ROB: Very cool. I now want to be a marketing automation expert, along with 25 other things I have to do in my day. How do you suggest someone who is a marketer but is pulled in many directions – what are some of the baby steps they should be taking to be just two steps better than they are right now on marketing automation, or lack thereof?
MAGNUS: I think you should install a marketing automation system behind the scenes of your website. Make sure there are a couple of lead magnets that are offered on the website using calls to action, buttons or banner ads. Then cage some content behind landing pages with registration forms. So you offer an incentive to register information by offering some PDF that can only be downloaded if they give you their contact information.

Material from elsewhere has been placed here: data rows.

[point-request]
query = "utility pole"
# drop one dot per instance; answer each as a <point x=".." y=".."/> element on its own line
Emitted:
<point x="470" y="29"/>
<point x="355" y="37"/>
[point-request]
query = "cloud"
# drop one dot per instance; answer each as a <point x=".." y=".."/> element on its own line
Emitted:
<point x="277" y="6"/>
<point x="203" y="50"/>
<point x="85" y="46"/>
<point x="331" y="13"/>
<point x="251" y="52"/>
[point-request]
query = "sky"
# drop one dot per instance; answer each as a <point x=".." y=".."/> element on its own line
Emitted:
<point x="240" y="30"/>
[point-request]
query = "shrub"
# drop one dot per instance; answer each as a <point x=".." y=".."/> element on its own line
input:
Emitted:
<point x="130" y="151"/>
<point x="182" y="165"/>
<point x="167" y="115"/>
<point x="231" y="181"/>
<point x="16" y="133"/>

But then you need to have some nurturing sequences with some follow-up emails. You can install Tripwire on the website. For example, a certain page view can trigger the marketing automation system to send three or five nurturing emails. For example, whenever someone visits the pricing page, then 2 days later we start to send free follow-up emails that are suitable for anyone who visited your pricing page.
Anyone who came to your product page related to windsurfing boats or motorcycles, for example, will trigger a marketing automation workflow that sends a few follow-up emails that relate to interests of that specific page, where we install a Tripwire that triggers that nurturing sequence whenever someone comes to that page.
Or for example, if you’re a consultant, whoever comes to your consulting page for the third or fifth time will be offered a consultation call. But whoever comes to the page just once or twice does not get those emails.
ROB: If someone just waves the white flag and realizes that they need help from someone who is not them, are you someone who engages directly with people? Or do you have a network of people you recommend if they realize that they need help?
MAGNUS: Most of my business is me acting as a marketing automation consultant. I help companies install and set up marketing automation logic behind or on their website. That is one step, obviously. It is of course possible to take the course as well, to learn for yourself. But I do offer consulting services to set up marketing automation on a company’s website.
ROB: Very good. What are the next couple of places you think that we will start to see AI and machine learning creep its way into our marketing automation? You’ve mentioned send times, you’ve mentioned a little bit of frequency. Some of that is probably closer and some of that is probably further out. What are the next couple of features you think are going to be working their way in and helping us be better?
MAGNUS: I don’t think I can answer that question, because you will see AI or machine learning everywhere, in every corner of the marketing industry. For example, there will be machine learning solutions to help improve content, so content strategy or SEO optimization.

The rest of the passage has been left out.